1. The Turin Horse (Béla Tarr/Ágnes Hranitzky, Hungary)


The Turin HorseFor a number of films this year, the end of the world became some sort of a theme park ride taken with ease, but none of them ventured as far as Béla Tarr’s mesmerizing, awe-inspiring farewell to cinema. With The Turin Horse, Tarr’s filmmaking traverses the whole gamut, moving away from the wordy realist pictures of his early phase to this extreme abstraction suggesting, in Godard’s phrasing, a farewell to language itself. Centering on a man, his daughter and their horse as they eke out a skeletal existence in some damned plain somewhere in Europe, The Turin Horse is the last chapter of a testament never written, an anti-Genesis narrative that finds God forsaking the world and leaving it to beings on earth to sort it all out by themselves. Tarr’s film is a remarkable cinematic achievement, primal in its physicality and elemental in its force. Nothing this year was so laden with doom and so brimming with hope at once as the ultimate image of the film, where father and daughter – now awakened, perhaps – sit in the darkness with nothing to confront but each other.

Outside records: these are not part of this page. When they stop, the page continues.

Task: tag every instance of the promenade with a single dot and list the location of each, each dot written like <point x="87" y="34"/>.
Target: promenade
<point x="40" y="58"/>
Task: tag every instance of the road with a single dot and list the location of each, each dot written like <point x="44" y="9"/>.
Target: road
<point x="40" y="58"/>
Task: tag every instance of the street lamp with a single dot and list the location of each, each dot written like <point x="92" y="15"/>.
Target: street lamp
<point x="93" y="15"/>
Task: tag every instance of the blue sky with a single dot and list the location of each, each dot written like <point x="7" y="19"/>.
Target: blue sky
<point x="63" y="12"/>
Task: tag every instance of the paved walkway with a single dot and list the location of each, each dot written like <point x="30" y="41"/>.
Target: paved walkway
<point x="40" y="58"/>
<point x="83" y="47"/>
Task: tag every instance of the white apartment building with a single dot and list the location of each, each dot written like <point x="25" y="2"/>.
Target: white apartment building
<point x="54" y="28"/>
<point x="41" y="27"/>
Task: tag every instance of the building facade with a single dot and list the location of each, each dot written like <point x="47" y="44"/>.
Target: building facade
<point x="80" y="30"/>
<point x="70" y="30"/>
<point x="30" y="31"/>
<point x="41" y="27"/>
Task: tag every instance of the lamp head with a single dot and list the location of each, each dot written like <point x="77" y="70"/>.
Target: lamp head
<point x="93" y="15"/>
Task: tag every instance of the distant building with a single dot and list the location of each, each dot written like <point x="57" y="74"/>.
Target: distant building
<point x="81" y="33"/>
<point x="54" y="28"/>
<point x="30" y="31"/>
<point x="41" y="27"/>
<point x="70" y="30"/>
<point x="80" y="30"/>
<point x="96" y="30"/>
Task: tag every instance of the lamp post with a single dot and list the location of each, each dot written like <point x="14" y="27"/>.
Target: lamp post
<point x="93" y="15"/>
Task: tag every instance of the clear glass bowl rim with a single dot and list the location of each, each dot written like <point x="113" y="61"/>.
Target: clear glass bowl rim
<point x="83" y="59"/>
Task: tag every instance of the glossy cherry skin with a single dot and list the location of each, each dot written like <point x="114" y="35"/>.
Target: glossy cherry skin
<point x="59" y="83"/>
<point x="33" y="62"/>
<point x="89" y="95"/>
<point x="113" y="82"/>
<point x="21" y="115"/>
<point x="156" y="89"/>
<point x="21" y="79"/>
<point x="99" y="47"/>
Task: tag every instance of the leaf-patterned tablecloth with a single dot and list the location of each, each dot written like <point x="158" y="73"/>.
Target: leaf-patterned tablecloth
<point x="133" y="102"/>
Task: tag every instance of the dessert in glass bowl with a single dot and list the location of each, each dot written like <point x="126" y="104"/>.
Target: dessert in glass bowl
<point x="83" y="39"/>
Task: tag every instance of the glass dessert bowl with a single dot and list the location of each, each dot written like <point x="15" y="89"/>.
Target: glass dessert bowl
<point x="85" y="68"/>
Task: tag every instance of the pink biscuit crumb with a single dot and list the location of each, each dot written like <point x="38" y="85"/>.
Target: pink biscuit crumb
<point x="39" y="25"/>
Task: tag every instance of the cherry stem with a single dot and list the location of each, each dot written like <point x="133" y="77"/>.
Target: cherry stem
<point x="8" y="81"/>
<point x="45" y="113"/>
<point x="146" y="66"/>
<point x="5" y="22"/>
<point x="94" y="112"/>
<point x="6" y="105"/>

2. A Separation (Asghar Farhadi, Iran)


A SeparationAsghar Farhadi’s super-modest yet supremely ambitious chronicle of class conflict in Tehran is a massive deconstruction project that strikes right at the heart of systems that define us. Accumulating detail upon detail and soaking the film in the ambiguity that characterizes the real world, A Separation reveals the utter failure of binary logic – which not only forms the foundation of institutions such as justice but also permeates and petrifies our imagination – in dealing with human dilemmas. Farhadi’s centrism is not a form of bourgeois neutrality that plagues many a war movies, it is a recognition that truth lies somewhere in the recesses between the contours of language, law and logic. Working with unquantifiable parameters such as irrationality and doubt, Farhadi’s film is something of an aporia in the discourses that surround cinema and reality and an urgent call for revaluation of approaches towards critical problems in general. Rigorously shot, edited and directed, A Separation is a genuinely empathetic yet highly intelligent slice of reality in all its messy complexity and breathtaking grace.

3. The Tree Of Life (Terrence Malick, USA)


The Tree of LifeJuxtaposing the cosmic, the macroscopic and the infinite with the particular, the everyday and the finite, Terrence Malick’s fifth film The Tree of Life seeks to ask big questions. It is here that the director’s longstanding philosophical concerns find perfect articulation and efficacy in the specific form of the film. Seamlessly shifting between perspectives both all-knowing and limited, The Tree of Life posits the existence of a single shared consciousness across time and place, only a small part of which is each human being. It is also Malick’s most phenomenological film and mostly unfolds as a series of sensory impressions that both invites and resists interpretation. An awe-instilling tug-of-war between finitude and permanence, omniscience and ignorance, narrativization and immediate experience and rationalization and incomprehension, Malick’s unabashed celebration of the birth of consciousness – in general and in specific forms – locates the particular in the universal and vice versa. What lingers in the mind more than the grand ideas, though, are extremely minor details, which is pretty much what the medium must aspire to achieve.

4. The Story Of Film: An Odyssey (Mark Cousins, UK)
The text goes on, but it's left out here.